- Signature date: 24 October 1948
- Number: 15 of the pontificate

= In multiplicibus curis =

1948 encyclical by Pope Pius XII on the Holy Land

In multiplicibus curis was an encyclical given by Pope Pius XII on 24 October 1948 at Castel Gandolfo, near Rome, in the tenth year of his pontificate. The encyclical repeated the Vatican's prior attitude to its concerns in the Holy Land and came at a time when the 1948 Arab–Israeli War was still raging, but after Israel went on the offensive in Operation Yoav.

In the encyclical, Pope Pius expressed concern at what he called "the destruction and damage of sacred buildings and charitable places built around the Holy Places" scattered throughout Palestine especially in Jerusalem.

While "condemning any recourse to violence", the Pope stated that "peace could only be realized in truth and justice; that is to say by respecting the rights of acquired traditions."

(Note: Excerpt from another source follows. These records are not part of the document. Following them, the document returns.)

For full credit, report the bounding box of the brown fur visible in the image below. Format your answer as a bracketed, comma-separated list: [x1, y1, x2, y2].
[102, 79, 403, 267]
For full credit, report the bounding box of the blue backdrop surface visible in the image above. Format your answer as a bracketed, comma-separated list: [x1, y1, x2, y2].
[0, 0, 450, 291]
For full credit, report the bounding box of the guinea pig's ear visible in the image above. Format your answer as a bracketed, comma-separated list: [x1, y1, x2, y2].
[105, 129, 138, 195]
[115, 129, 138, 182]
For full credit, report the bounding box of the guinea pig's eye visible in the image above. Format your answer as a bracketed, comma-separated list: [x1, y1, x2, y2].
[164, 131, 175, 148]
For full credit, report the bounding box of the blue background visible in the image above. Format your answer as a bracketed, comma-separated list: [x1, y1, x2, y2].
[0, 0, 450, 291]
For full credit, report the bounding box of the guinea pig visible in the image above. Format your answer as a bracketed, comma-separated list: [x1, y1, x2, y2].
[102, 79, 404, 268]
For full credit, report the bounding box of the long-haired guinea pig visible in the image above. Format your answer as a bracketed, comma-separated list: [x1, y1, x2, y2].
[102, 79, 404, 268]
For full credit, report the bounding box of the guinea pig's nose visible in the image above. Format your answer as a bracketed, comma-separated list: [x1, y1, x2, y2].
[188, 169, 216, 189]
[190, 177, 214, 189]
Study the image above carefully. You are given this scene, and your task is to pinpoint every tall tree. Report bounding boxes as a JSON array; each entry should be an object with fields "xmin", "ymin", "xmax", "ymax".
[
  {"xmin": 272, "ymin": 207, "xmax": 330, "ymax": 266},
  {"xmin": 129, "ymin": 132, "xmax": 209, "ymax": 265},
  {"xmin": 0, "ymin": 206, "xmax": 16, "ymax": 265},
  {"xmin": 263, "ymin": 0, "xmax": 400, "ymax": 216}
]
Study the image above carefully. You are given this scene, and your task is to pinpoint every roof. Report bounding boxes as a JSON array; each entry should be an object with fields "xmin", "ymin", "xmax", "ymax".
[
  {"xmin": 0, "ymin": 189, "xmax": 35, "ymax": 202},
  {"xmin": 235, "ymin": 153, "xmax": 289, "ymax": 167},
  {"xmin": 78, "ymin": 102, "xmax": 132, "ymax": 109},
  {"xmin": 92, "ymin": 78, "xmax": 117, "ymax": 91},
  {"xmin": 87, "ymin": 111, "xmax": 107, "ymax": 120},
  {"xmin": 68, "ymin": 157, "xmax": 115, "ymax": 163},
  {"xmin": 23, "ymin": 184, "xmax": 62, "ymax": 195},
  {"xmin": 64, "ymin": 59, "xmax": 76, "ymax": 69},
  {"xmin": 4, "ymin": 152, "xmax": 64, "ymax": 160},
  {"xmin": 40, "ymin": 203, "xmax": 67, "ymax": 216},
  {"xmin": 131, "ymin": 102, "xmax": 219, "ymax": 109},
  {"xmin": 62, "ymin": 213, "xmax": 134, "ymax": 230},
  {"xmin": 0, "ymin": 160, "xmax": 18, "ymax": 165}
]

The Pope sought to maintain the Holy See's official attitude of impartiality in the Israeli–Palestinian conflict but also looked for possibilities for justice and peace in Palestine and for the respect and protection of the Holy Places. The Pope also expressed concern for the plight of "the unhappy victims of the war" (which was understood to refer especially to Palestinian refugees).

The Pope repeated his call for Jerusalem and its outskirts be given an international character, which would "offer a better guarantee for the protection of the sanctuaries". He also called for international guarantees of "free access to Holy Places scattered throughout Palestine, and the freedom of worship and the respect of customs and religious traditions".